LOUVA-A-DEUS
Zune-me nas orelhas a campainha de casa.
Fico momentaneamente meio aturdido e a pensar no que será, "chuva não é certamente", mas vai-me calhar gente... certamente.
Instala-se o pânico das hipóteses:
É um familiar com assuntos de família.
Não, é uma vendedora que me vem dizer, que tem o melhor pacote do mercado… de telecomunicações.
Não, é um vizinho que não me cumprimenta, mas que precisa dum alicate.
Não, não é o Super Homem.
Levanto-me para ver quem é, abro a porta e eis que surge a realidade vestida da hipótese mais provável, mas que eu, esgazeado de sono e com o cérebro feito numa uva passa, nem sequer vislumbrei:
Duas almas de fato e gravata.
Pensei que eram homens de negro e me tinham confundido com um extraterrestre, mas não, vinham difundir uma religião.
Ainda só com meio neurônio às voltas e a tentar refazer-me do choque interior, percebi de imediato que me ia difundir...
Um deles avança então com um estilo de conversação bastante imaginativa e que por acaso nem é nada normal nestes casos:
– Boa tarde irmão, trago-lhe a palavra do Senhor.
Eu, estupefacto por não saber que eles eram da família, questiono:
– Vem trazer-me a minha palavra?
– Não, não é a sua, referia-me ao Senhor, o que está lá em cima...
– O idiota do sexto esquerdo?
– Não, não é isso, não está perceber, eu venho falar-lhe de Deus.
– Ó amigo, cada um tem a sua vida e eu não quero que venha a minha casa falar dos outros.
Ainda por cima não tenho nada contra a entidade em questão.
Não quero problemas com ninguém.
– Interrompemos alguma coisa importante que estivesse a fazer?
– Por acaso, estava ali a ver na televisão uma coisa muito importante: O método de confeção das raízes de eucalipto vermelho, que os aborígenes australianos consomem em noites de lua cheia.
– Ah...
– E antes, tinha acabado de ver como funciona o ciclo de reprodução da coruja de pata curta e pena branca escalada, nas estepes siberianas, no verão... em anos bissextos.
– Pois...
– E por causa de virem para aqui falar dos outros, já perdi o programa que dava a seguir, sobre a nefasta interferência das cores do arco-íris, no ADN da mosca da fruta.
– ... !..?
– E agora, se quiserem entrar, vai começar já, já, ali no mesmo canal, um extenso relato documental, sobre como eliminar com eficácia as pragas urbanas de Louva-a-Deus.
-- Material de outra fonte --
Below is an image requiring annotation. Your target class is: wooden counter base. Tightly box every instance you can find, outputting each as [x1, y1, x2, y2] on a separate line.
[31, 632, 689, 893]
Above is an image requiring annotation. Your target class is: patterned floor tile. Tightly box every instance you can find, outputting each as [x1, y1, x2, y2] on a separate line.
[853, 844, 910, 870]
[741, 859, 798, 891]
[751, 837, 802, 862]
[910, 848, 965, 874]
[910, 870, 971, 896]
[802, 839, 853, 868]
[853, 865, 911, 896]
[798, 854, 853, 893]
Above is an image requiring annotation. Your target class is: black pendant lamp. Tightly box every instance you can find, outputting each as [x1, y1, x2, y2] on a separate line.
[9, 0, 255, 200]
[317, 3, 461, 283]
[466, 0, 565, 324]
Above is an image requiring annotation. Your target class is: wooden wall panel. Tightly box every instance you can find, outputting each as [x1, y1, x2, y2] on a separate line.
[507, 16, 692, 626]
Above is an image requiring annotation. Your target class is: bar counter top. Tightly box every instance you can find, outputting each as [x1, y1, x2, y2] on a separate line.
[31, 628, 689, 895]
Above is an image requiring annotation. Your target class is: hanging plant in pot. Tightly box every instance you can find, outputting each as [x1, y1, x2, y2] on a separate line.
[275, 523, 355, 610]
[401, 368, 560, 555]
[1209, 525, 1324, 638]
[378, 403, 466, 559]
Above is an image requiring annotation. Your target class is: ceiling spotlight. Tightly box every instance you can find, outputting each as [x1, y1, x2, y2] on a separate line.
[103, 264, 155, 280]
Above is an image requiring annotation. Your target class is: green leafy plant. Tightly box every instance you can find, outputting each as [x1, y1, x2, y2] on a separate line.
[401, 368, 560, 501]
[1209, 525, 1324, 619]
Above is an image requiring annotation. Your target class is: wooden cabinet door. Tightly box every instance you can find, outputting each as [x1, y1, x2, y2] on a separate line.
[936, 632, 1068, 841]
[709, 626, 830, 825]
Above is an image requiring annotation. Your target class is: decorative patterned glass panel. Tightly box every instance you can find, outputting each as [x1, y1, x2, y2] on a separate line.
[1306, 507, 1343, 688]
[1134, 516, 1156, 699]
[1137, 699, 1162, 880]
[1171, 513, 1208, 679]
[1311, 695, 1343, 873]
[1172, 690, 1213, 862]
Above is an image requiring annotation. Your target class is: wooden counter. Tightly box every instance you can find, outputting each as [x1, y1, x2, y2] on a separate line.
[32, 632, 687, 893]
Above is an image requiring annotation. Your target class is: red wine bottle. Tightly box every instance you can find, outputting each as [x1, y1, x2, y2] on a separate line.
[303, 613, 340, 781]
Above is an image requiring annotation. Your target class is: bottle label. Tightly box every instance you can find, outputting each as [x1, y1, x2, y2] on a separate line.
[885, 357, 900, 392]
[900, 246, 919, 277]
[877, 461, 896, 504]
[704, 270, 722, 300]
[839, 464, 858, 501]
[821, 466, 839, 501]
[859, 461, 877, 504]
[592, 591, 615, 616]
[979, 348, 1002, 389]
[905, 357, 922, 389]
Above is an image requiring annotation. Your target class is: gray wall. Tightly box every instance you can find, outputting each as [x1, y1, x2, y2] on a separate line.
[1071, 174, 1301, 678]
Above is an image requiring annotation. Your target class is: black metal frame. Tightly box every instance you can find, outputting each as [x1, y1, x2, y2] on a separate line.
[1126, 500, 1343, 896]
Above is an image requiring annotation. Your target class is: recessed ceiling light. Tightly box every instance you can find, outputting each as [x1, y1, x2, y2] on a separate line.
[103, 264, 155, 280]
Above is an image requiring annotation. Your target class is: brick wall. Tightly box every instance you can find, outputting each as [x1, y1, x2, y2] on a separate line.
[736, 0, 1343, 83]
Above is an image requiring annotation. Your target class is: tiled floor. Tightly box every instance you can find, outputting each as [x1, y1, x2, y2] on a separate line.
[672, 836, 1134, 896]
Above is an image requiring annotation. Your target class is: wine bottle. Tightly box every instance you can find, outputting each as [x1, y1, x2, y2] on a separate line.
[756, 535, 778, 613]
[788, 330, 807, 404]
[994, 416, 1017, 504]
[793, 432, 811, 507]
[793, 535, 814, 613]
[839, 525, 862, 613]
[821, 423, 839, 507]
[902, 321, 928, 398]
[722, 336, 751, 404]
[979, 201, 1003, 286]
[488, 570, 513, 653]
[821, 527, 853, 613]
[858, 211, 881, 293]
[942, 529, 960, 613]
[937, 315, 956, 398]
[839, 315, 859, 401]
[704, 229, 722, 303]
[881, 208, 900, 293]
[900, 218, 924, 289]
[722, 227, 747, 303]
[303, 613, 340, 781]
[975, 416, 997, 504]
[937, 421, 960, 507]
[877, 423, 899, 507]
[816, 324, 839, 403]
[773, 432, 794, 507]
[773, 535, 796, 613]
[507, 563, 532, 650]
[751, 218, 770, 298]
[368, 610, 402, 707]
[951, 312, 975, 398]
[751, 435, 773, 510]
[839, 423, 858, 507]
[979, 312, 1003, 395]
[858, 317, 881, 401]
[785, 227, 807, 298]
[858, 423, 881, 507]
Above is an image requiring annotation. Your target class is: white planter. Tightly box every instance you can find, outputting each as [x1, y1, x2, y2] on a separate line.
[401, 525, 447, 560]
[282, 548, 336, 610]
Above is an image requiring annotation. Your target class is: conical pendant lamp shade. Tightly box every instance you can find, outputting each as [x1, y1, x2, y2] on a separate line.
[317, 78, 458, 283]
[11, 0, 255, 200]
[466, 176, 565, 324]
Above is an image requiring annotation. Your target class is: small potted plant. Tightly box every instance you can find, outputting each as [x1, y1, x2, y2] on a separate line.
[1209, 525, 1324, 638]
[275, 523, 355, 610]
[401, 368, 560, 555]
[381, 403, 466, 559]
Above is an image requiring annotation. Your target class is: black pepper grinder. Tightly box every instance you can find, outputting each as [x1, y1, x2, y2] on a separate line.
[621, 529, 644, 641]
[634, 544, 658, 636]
Acho que deviam ver... vem mesmo a calhar.
A bem do equilíbrio ambiental...
– Deixe lá, fica para outra altura. Entretanto, não se esqueça que o Misericordioso ama toda a gente.
– Isso é bom. Eu também não tenho nada contra Ele.
– Nós então, agora vamos. Temos de continuar a plantar a semente do Supremo, nas vidas dos nossos semelhantes.
Voltei para o sofá a pensar que, teria sido mais fácil, se me tivessem dito ao início, que afinal eram agricultores.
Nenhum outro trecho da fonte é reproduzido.